Amore e pipa

Amore e pipaFrancesco Negro, in “Amore e pipa”, tenta di descrivere il rapporto sensuale che s’instaura tra pipa e fumatore. L’articolo originale è pubblicato sulla rivista Smoking (n°1, aprile 1993).

Amore e pipa

Fumare è piacevole, fumare la pipa è erotico. Avvicinarsi alla pipa è proprio di una fase della vita, con un preciso carattere ed un particolare atteggiamento mentale. La pipa è riflessione, è stimolazione di un fascio di ricordi. Per fare tutto ciò bisogna però essere in equilibrio con noi stessi. L’erotismo con la pipa nasce nel momento che al “sesso” rapido, fine a se stesso di una sigaretta o di un sigaro, preferiamo avere una “relazione duratura”, “un matrimonio”. Matrimonio, non monogamia perché in realtà il fumatore di pipa è un po’ mussulmano, ha un suo harem dal quale sceglie ogni giorno la favorita. Il rapporto con la nostra moglie di radica nasce come tutti gli amori da un colpo di fulmine. Non conosciamo come finirà questa relazione lo sapremo solo dopo; all’inizio ci piace e basta. Può essere bella o bruttina ma con personalità, in tutti i casi ci piace, al punto che la teniamo in mano anche spenta, l’accarezziamo. Può essere piccola o grande, con curve o spigolosa, lucida o sabbiata, delle più diverse forme. Del resto, come per la donna, non esiste una pipa uguale ad un’altra e tanto più quando ha classe, è unica, non ha copie. Si può imitarla come una donna nello stile, ma la classe innata è solo sua.
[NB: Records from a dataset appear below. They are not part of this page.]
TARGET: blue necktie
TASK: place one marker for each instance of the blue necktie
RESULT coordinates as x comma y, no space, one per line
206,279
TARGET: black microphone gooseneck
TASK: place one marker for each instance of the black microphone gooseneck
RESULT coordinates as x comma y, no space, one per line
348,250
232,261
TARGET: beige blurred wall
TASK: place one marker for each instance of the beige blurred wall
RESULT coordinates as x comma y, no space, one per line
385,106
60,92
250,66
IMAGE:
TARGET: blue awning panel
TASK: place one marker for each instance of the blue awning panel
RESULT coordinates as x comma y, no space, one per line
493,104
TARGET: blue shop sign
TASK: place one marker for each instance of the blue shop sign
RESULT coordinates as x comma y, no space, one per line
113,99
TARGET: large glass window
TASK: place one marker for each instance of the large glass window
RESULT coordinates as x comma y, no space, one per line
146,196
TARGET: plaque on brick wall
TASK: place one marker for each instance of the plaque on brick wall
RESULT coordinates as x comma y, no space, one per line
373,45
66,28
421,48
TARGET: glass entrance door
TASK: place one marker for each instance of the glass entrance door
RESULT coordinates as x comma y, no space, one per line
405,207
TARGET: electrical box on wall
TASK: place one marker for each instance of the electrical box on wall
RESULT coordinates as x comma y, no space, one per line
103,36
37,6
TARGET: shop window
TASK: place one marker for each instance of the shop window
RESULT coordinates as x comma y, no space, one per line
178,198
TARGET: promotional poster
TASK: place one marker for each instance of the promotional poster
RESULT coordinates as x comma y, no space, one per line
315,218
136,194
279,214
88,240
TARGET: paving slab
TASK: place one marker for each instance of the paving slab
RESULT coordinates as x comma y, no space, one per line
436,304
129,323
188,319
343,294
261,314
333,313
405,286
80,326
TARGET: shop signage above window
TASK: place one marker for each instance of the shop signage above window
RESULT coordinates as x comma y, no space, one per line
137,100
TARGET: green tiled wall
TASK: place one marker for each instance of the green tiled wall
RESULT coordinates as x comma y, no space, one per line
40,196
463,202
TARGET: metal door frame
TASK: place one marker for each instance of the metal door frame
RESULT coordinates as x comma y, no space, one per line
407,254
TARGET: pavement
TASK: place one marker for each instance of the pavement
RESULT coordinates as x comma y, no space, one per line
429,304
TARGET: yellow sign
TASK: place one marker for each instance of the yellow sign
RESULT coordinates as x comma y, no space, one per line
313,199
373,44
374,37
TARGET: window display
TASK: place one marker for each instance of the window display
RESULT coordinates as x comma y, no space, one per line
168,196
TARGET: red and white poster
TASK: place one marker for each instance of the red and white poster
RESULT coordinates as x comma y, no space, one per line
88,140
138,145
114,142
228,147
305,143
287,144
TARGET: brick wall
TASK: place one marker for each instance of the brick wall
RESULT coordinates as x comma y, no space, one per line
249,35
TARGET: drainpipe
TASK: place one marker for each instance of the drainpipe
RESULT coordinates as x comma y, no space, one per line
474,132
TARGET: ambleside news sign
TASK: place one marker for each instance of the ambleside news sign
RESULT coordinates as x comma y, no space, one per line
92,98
Esistono pipe “frigide”, solo contenitori di tabacco. Sono quelle fatte per essere tenute solo in bocca, eleganti, bellissime ma senza quel pizzico di personalità. Esistono invece quelle che io definisco “per la mano”. Sensuali che si ha voglia di toccare, di accarezzare. Sono, secondo me, le più femmine di tutte le altre. Dopo il primo incontro, come in un innamoramento, inizia il nostro gioco erotico. Se vogliamo scomodare Freud, troviamo molti punti di stimolo analitico. Innanzi tutto la “carichiamo”, c’è quel brivido della prima volta, siamo emozionati. Chiudiamo il fornello con un pizzico di tabacco, all’inizio leggermente lo spingiamo poi in maniera progressiva sempre più pressato. Infine la portiamo alla bocca e qui l’erotismo è fin troppo facile da descrivere. Ma è solo l’inizio. Allo stordimento del fumo profondamente inalato, si associa la sollecitazione con il pigino nella speranza che non si spenga mai. La nostra lei ci risponde sotto le dita mentre aspiriamo, offrendoci, ancora una volta, una sensazione erotica: un leggero calore. È questa la risposta al nostro maturo dialogo con una fumata lenta che non le permetta di riscaldarsi troppo. Noi non lo vogliamo e nemmeno lei lo desidera. Ed alla fine la puliamo con dolcezza soffiandole dentro come un ultimo bacio. Non mi so immaginare un attesa ad un appuntamento dove al posto delle nevrotiche boccate di una sigaretta, vi sia una pipa.

La pipa ci stimola la gelosia. La sigaretta si offre, la pipa no, è solo nostra, l’amiamo profondamente come “la nostra” compagna. Come per la nostra donna, non vediamo in lei difetti e lei ci risponde dandoci tutto incondizionatamente. Non si è soli con lei. La pipa infine è spia del nostro carattere, è “comunicazione non verbale”, la velocità delle volute di fumo mostrano il nostro io, in quel momento, le nostre ansie. Capire il mondo della pipa è essere predisposti a comprendere il mondo delle donne, la differenza sta nel fatto che se la pipa l’hai amata, non ti tradirà mai. Così se il fumo è considerato un vizio, la pipa è un amore che proviamo verso un oggetto vivente come è il legno che rimane sempre vivo. Il fumo è solo un mezzo, in realtà il fine è la pipa che, invecchiandosi, diventa sempre più bella risvegliando nella mente il ricordo di sensazioni e di luoghi che abbiamo vissuto insieme.